Reencuentros


“Caperucita Roja fue mi primer amor.

Tenía la sensación de que,

si me hubiera casado con Caperucita Roja,

habría conocido la felicidad completa”.

Charles Dickens

 

 Fue el abrigo rojo y la capucha, sobre todo la capucha, que esta vez no llevaba puesta, pero antaño nunca se quitaba. Era jueves y yo estaba en el café de siempre esperando a mi amigo con el que me reencontraba cada semana. Miraba por la ventana cuando la ví, cruzando la calle, corría, debía de tener prisa, pero me dio tiempo no sólo a verla, sino también a reconocerla y volver a tiempos pasados.

Pronto llegó mi amigo y comenzamos nuestra charla habitual, sin embargo, no podía prestarle atención, mis pensamientos estaban en otro lugar, en otra época, con otra persona. Recordaba a aquella niña, tendría entre seis y siete años, con su capa roja y su cestita, siempre alegre y con una sonrisa en la boca. Ya entonces me cautivó, yo, que tendría ocho o nueve años, esperaba cada día a que llegase al colegio, a que fuese a su fila para entrar en clase, siempre cruzábamos nuestras miradas, aunque entonces éramos demasiado inocentes como para saber qué significaba.

De repente volví a mi infancia, a los recreos, cuando nos vigilábamos    por el rabillo del ojo. No podía quitarle la vista de encima, era tan alegre, tan pronto estaba jugando con los niños de la clase al fútbol, como en la otra punta con las niñas a la comba. Yo sabía que ella también me perseguía con la mirada sigilosamente, más de una vez nos descubrimos mirándonos y entonces nos sonreíamos un tanto sonrojados.

Sin embargo, a pesar de la cercanía, nos separaba un mundo bastante grande. Ella se pasaba el día con sus amigos, su círculo de compañeros de curso, que no dejaban mezclarse con los mayores, donde estaba yo. Nuestra relación no se basaba en palabras, no había conversaciones más allá de un hola, un qué tal o un a dónde vas, que tímidamente nos atrevíamos a decirnos cuando nos encontrábamos de frente. En cambio, con nuestras miradas, gestos y asentimientos podíamos llegarnos a decir palabras que nunca nos hubiéramos atrevido a pronunciar con aquella edad.

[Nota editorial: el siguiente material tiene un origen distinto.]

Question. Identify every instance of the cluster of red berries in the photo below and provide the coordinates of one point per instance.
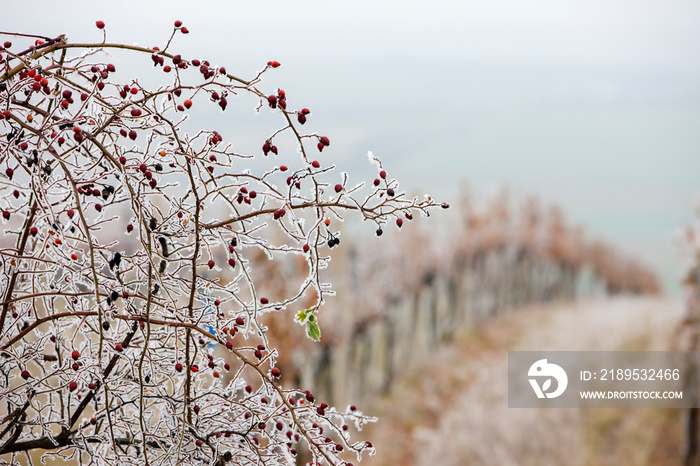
(268, 147)
(301, 115)
(280, 99)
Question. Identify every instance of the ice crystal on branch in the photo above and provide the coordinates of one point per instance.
(132, 315)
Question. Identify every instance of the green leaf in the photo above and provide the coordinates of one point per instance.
(312, 330)
(303, 315)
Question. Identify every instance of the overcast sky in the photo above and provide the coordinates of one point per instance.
(594, 105)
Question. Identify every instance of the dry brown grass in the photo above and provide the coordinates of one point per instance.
(455, 410)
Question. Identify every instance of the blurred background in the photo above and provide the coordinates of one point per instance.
(590, 106)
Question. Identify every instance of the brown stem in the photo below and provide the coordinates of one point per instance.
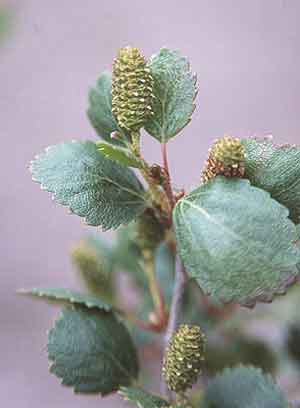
(167, 183)
(175, 310)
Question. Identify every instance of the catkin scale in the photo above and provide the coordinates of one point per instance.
(227, 158)
(184, 358)
(132, 89)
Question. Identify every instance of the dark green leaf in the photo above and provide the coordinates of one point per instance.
(232, 349)
(244, 387)
(128, 256)
(175, 91)
(142, 398)
(66, 296)
(92, 352)
(99, 111)
(236, 241)
(80, 177)
(165, 270)
(119, 154)
(275, 169)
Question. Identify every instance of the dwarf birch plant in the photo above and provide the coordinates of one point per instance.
(232, 241)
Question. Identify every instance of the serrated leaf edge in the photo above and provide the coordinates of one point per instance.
(70, 211)
(250, 303)
(195, 81)
(124, 395)
(71, 300)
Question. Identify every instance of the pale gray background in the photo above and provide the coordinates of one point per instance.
(246, 55)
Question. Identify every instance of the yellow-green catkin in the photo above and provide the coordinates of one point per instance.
(184, 358)
(227, 158)
(132, 89)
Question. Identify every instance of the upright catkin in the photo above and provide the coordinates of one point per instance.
(132, 89)
(184, 358)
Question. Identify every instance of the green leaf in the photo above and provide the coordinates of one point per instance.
(119, 154)
(236, 241)
(92, 352)
(142, 398)
(100, 111)
(175, 91)
(244, 387)
(80, 177)
(275, 169)
(93, 260)
(66, 296)
(165, 270)
(232, 349)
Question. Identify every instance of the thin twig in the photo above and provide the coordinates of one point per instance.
(167, 184)
(176, 305)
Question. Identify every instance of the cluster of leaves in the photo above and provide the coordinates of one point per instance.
(237, 238)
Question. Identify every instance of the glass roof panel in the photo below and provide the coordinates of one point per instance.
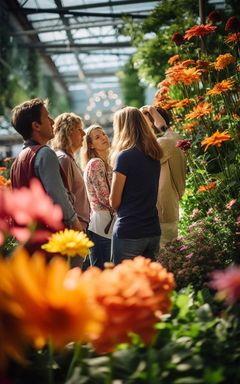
(81, 40)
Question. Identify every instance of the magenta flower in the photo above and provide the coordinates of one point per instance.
(231, 203)
(233, 24)
(184, 144)
(227, 283)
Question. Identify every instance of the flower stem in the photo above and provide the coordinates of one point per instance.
(50, 362)
(109, 378)
(77, 357)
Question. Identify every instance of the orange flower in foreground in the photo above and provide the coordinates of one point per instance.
(134, 295)
(199, 30)
(223, 86)
(3, 181)
(201, 109)
(190, 126)
(182, 103)
(204, 188)
(50, 300)
(180, 74)
(233, 37)
(222, 61)
(216, 139)
(12, 338)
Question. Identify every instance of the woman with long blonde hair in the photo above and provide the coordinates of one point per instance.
(136, 169)
(98, 177)
(68, 139)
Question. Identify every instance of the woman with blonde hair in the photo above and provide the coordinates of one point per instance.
(68, 139)
(98, 177)
(136, 158)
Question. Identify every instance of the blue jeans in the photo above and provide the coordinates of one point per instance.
(100, 253)
(129, 248)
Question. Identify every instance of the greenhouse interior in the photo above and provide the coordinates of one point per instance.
(119, 192)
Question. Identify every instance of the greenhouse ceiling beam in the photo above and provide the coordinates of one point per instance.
(79, 26)
(111, 72)
(68, 47)
(34, 11)
(14, 8)
(98, 5)
(89, 53)
(81, 73)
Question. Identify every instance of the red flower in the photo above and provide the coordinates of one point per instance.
(233, 24)
(199, 30)
(214, 17)
(178, 39)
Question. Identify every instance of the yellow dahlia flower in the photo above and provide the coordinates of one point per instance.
(69, 243)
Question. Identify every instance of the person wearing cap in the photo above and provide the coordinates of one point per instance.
(173, 172)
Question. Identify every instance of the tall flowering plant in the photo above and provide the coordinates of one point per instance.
(201, 89)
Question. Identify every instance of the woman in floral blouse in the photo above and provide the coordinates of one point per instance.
(98, 177)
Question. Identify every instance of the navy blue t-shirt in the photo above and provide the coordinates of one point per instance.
(137, 216)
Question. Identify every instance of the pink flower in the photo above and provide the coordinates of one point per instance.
(231, 204)
(27, 205)
(227, 283)
(184, 144)
(183, 248)
(195, 212)
(188, 257)
(233, 24)
(210, 211)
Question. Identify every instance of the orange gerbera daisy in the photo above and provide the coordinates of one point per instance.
(190, 126)
(134, 295)
(223, 86)
(50, 300)
(180, 74)
(173, 59)
(216, 139)
(200, 110)
(3, 181)
(222, 61)
(183, 103)
(204, 188)
(199, 30)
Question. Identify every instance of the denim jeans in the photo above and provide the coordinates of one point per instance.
(100, 253)
(129, 248)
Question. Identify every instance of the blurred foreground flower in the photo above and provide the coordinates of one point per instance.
(134, 295)
(227, 283)
(216, 139)
(21, 216)
(184, 144)
(49, 301)
(69, 243)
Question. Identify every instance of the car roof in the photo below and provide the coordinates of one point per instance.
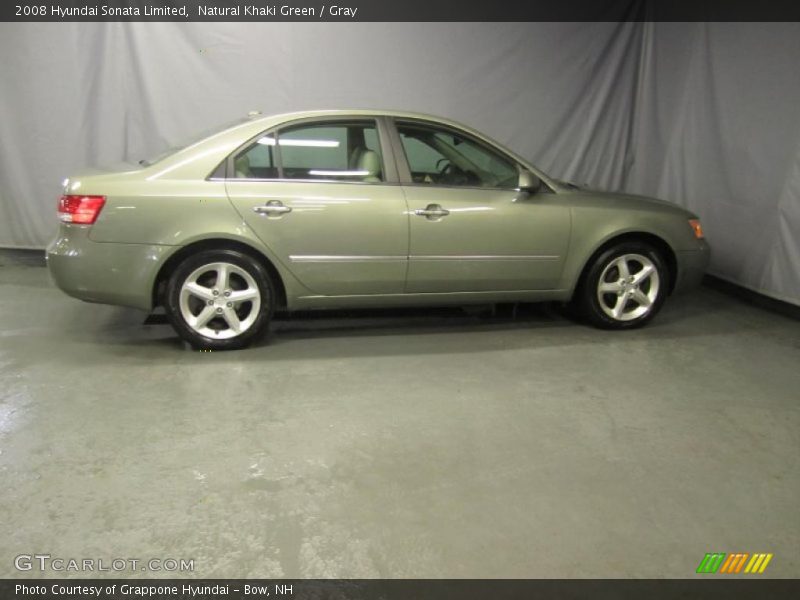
(256, 116)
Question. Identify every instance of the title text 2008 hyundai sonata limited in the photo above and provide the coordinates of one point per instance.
(335, 209)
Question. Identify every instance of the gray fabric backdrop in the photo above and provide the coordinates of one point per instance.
(706, 116)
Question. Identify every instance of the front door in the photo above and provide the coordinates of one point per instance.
(470, 230)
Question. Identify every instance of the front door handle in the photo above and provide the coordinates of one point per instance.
(271, 208)
(432, 211)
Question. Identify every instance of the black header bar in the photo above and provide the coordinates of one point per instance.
(711, 587)
(399, 10)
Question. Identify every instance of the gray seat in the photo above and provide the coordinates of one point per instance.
(370, 162)
(242, 167)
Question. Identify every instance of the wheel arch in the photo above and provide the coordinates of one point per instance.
(659, 243)
(160, 282)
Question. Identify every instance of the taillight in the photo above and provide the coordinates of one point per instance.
(82, 210)
(696, 228)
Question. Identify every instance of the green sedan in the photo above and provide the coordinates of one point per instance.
(345, 209)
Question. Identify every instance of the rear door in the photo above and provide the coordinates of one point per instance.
(323, 195)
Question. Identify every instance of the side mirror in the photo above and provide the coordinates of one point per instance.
(528, 182)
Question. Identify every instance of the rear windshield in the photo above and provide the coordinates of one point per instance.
(146, 162)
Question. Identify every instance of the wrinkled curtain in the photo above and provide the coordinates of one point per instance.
(706, 116)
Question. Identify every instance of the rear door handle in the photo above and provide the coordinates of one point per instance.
(432, 211)
(273, 207)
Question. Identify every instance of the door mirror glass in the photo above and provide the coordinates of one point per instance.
(528, 182)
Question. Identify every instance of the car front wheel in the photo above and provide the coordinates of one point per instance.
(624, 287)
(219, 299)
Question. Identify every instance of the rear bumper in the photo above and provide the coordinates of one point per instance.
(692, 266)
(108, 273)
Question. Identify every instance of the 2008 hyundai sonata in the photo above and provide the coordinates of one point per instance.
(335, 209)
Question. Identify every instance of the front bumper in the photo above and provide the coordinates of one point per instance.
(692, 265)
(108, 273)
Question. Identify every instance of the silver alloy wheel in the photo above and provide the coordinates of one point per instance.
(220, 300)
(628, 287)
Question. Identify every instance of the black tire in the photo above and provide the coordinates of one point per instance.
(243, 276)
(600, 308)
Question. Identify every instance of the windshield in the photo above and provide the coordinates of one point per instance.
(193, 140)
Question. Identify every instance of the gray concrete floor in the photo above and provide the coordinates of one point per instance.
(432, 444)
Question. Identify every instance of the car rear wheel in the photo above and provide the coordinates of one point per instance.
(219, 299)
(624, 287)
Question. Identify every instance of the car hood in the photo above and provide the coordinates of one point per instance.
(620, 200)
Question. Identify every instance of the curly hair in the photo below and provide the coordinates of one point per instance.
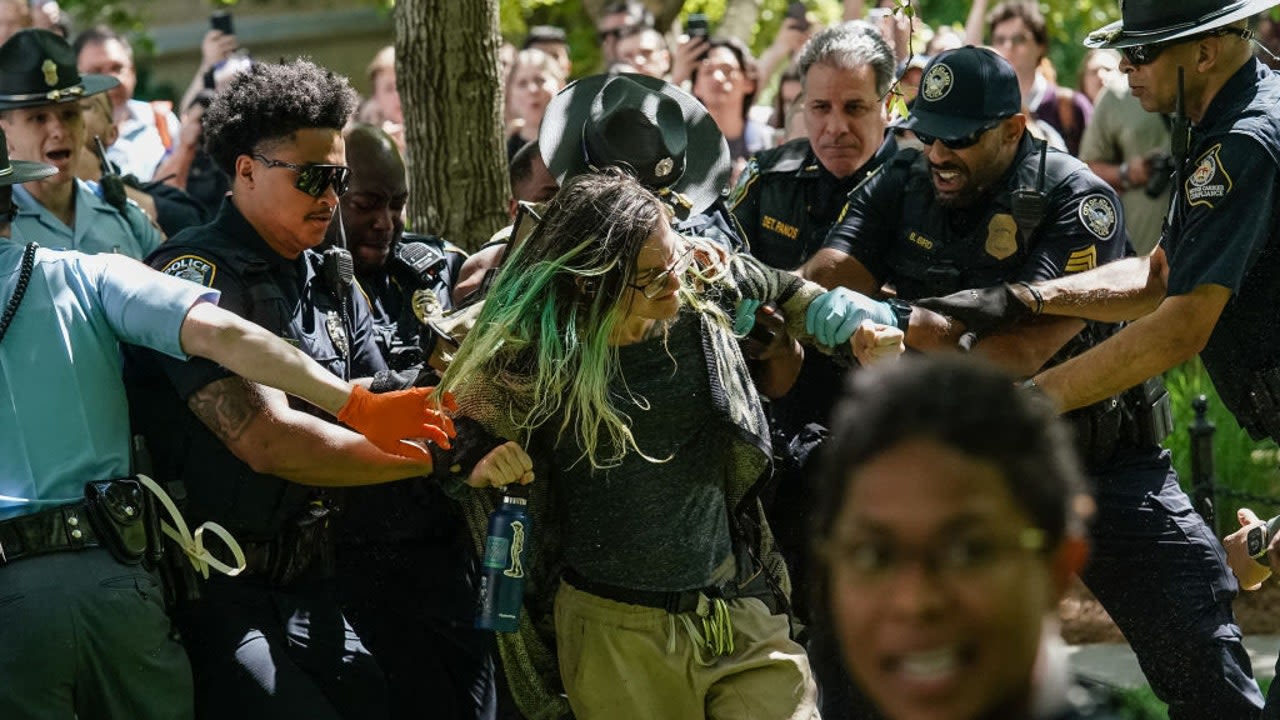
(273, 101)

Buscaba a todas horas a la niña de la caperuza roja, solo con verla ya me cambiaba el humor, me tranquilizaba y el día tenía sentido. Así fueron pasando los meses, quizá algún año, hasta que de pronto la pequeña de rojo desapareció, no volvió al colegio y nunca más la volvió a ver nadie. Al principio creíamos que sería una gripe, quizá una pulmonía que era más grave y por eso tardaba en volver a las clases. Pero pronto llegaron las especulaciones y las historias, unos hablaban de que la habían raptado unos cazadores, otros que se había perdido en el bosque. Aunque la leyenda que se quedó en mi cabeza fue la que me contó mi madre. Pobre pequeña, decía, su mamá le mandó que le llevara unos dulces en su cestita de mimbre a su abuelita que vive en el bosque, y un lobo la engañó de camino y se la llevó a su guarida, donde viven juntos desde entonces. Por eso ella no está aquí y por eso no debes prestarle atención a los lobos que te encuentres, continúa tu camino y no les hagas caso, se irán. Me quedé con esa historia, porque en el fondo preferí que se la llevara un lobo a imaginármela sola y perdida entre arbustos en el bosque.

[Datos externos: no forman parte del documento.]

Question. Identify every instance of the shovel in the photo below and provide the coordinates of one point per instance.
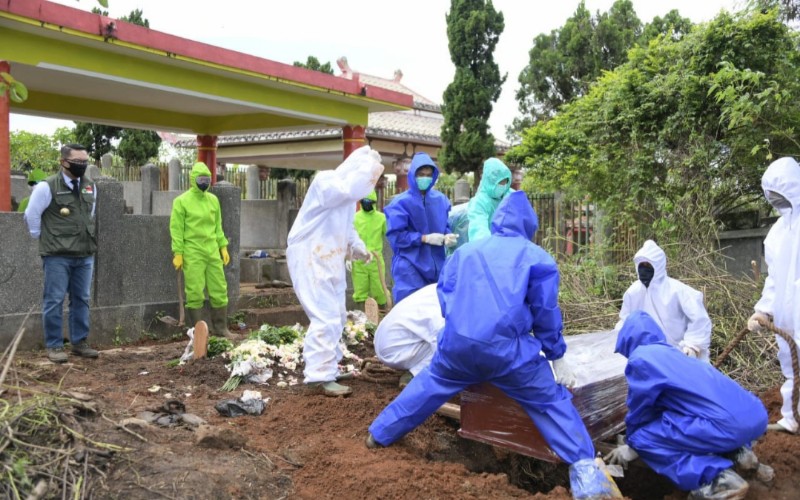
(169, 319)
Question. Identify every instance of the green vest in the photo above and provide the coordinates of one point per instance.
(67, 223)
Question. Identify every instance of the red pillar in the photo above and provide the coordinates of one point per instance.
(353, 137)
(5, 147)
(207, 153)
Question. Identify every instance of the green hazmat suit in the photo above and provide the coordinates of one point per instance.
(371, 228)
(35, 176)
(196, 229)
(490, 193)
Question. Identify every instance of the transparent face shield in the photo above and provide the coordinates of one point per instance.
(780, 203)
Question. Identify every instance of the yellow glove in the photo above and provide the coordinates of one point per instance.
(226, 258)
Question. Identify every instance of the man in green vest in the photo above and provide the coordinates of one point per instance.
(61, 215)
(35, 176)
(370, 225)
(200, 248)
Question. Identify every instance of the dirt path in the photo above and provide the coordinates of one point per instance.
(308, 446)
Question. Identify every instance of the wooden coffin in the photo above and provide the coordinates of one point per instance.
(491, 417)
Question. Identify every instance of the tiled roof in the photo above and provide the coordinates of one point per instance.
(422, 125)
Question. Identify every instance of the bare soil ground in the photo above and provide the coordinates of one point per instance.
(310, 446)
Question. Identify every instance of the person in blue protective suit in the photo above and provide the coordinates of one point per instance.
(417, 229)
(499, 298)
(686, 420)
(494, 186)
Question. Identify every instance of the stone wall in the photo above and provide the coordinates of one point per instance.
(133, 281)
(742, 248)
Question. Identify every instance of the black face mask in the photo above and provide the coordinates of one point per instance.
(77, 168)
(645, 274)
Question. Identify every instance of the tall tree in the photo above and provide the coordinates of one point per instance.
(136, 147)
(96, 137)
(473, 30)
(687, 124)
(564, 63)
(313, 63)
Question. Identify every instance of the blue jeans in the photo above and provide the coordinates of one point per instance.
(62, 275)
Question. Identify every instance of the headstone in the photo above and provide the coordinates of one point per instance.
(461, 191)
(106, 161)
(253, 183)
(371, 310)
(174, 173)
(200, 342)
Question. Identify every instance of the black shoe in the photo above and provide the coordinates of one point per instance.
(56, 355)
(83, 350)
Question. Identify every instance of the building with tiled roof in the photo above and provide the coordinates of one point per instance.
(397, 135)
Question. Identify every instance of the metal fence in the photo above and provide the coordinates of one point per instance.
(566, 226)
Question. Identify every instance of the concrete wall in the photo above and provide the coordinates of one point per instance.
(260, 225)
(133, 277)
(132, 191)
(742, 247)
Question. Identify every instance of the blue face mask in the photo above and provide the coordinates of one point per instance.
(500, 190)
(203, 182)
(423, 183)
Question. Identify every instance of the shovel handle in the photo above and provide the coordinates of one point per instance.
(181, 314)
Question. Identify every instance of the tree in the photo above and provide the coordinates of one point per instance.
(564, 63)
(96, 138)
(473, 29)
(29, 151)
(687, 125)
(313, 63)
(137, 147)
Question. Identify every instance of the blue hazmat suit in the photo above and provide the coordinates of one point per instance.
(493, 293)
(683, 414)
(409, 216)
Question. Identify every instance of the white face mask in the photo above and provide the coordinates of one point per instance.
(778, 201)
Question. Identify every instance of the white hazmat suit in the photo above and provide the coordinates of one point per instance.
(676, 307)
(781, 295)
(406, 337)
(320, 238)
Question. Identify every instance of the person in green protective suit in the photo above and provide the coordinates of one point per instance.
(200, 248)
(494, 186)
(35, 176)
(370, 225)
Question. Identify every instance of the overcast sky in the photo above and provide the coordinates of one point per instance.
(376, 36)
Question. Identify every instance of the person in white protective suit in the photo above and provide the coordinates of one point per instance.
(406, 337)
(320, 239)
(677, 308)
(780, 298)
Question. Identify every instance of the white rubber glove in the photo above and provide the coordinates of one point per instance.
(433, 239)
(757, 322)
(564, 374)
(690, 350)
(621, 455)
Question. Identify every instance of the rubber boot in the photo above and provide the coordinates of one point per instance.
(219, 323)
(193, 316)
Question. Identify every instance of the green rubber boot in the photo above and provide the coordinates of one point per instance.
(219, 323)
(193, 316)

Cuando me quise dar cuenta, mi amigo me miraba con cara de pocos amigos. ¿Qué te ocurre? Llevo media hora hablando y parece que estás en otro sitio. Ni has probado gota del café, se te ha debido de quedar helado. ¿Pedimos que te lo calienten?

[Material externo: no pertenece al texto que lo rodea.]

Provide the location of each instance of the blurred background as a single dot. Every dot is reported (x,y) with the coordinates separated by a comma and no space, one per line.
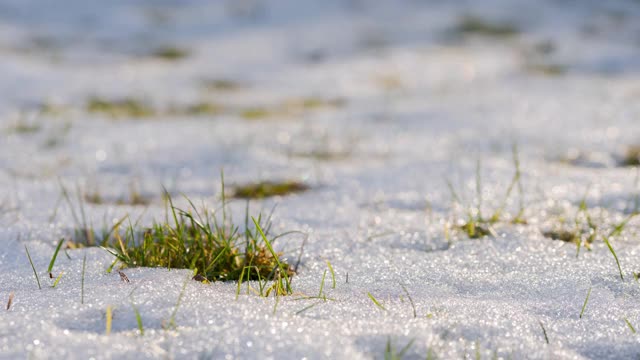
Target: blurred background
(350,98)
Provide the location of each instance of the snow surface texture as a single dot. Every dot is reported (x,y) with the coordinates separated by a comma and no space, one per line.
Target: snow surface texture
(423,101)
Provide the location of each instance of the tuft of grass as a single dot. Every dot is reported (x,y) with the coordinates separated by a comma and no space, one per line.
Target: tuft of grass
(291,107)
(584,231)
(633,330)
(23,126)
(546,68)
(55,283)
(200,240)
(10,301)
(475,25)
(544,332)
(265,189)
(53,258)
(631,156)
(170,53)
(390,352)
(476,225)
(201,109)
(221,85)
(584,306)
(562,235)
(33,267)
(376,302)
(122,108)
(257,113)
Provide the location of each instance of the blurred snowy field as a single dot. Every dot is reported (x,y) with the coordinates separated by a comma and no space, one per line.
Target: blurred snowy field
(373,104)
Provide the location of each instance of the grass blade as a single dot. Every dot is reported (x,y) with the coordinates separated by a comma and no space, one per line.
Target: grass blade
(322,283)
(109,317)
(376,302)
(172,319)
(55,283)
(84,263)
(613,252)
(55,255)
(138,317)
(544,331)
(413,306)
(11,301)
(584,306)
(333,275)
(33,267)
(633,330)
(274,254)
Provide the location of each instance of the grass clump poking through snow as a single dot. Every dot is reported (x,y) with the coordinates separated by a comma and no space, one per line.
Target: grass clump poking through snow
(201,240)
(170,53)
(475,25)
(631,156)
(476,225)
(585,235)
(265,189)
(122,108)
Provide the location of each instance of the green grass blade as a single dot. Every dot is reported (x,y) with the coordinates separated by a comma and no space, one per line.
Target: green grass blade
(55,283)
(138,317)
(333,275)
(84,263)
(55,255)
(274,254)
(405,348)
(306,308)
(413,306)
(33,267)
(584,306)
(544,331)
(172,319)
(633,330)
(109,317)
(376,302)
(613,252)
(322,283)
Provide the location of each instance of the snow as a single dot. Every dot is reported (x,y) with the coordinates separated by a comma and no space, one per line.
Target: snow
(422,104)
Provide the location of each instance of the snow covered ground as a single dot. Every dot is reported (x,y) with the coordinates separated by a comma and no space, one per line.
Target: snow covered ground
(410,92)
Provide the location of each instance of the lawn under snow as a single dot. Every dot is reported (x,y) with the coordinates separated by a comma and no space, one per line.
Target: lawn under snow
(418,92)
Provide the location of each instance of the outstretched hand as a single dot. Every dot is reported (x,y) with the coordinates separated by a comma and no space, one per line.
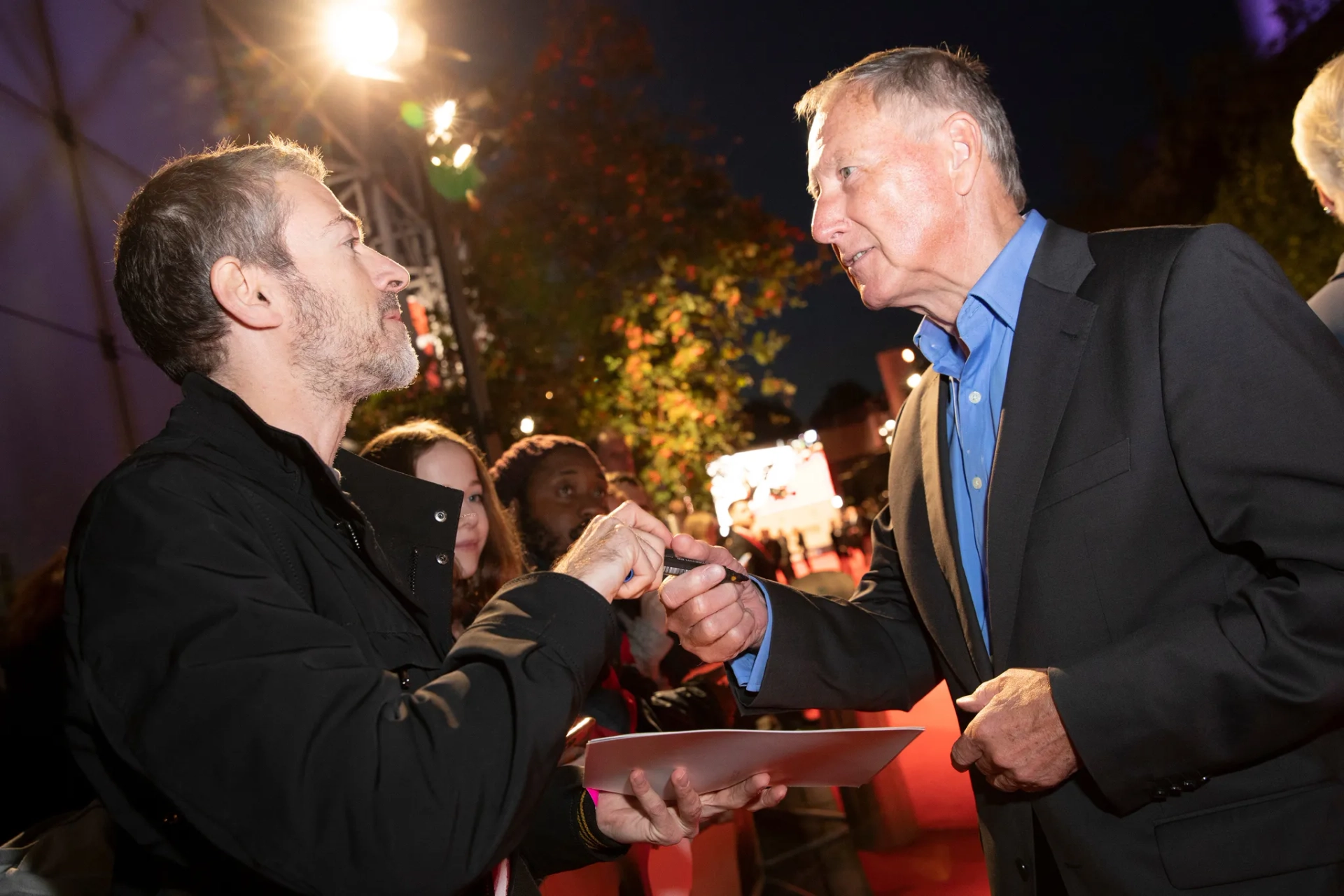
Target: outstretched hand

Entonces, como volviendo en mí, giré la cabeza y la volví a ver, seguía con su abrigo rojo puesto, pero esta vez estaba de espaldas, sentada en una mesa, junto con otra persona. No lo pude resistir y me levanté, fui directamente hacia donde estaba, mientras mi amigo me miraba atónito preguntándome a dónde iba. Cuando me acerqué, su acompañante se giró y me miró. No podía dar crédito, bajo la vestimenta de un hombre normal, se escondía un animal. Era el lobo que mi madre me contó, no podía creerlo. Me giré hacia ella y su mirada me lo dijo todo. Resignación y tristeza había en sus ojos. Asentimos los dos y melancólicamente me alejé. Caperucita Roja fue mi primer amor, ahora había otra persona esperándome en mi casa, no sé si con forma de lobo o no, pero era diferente a ella.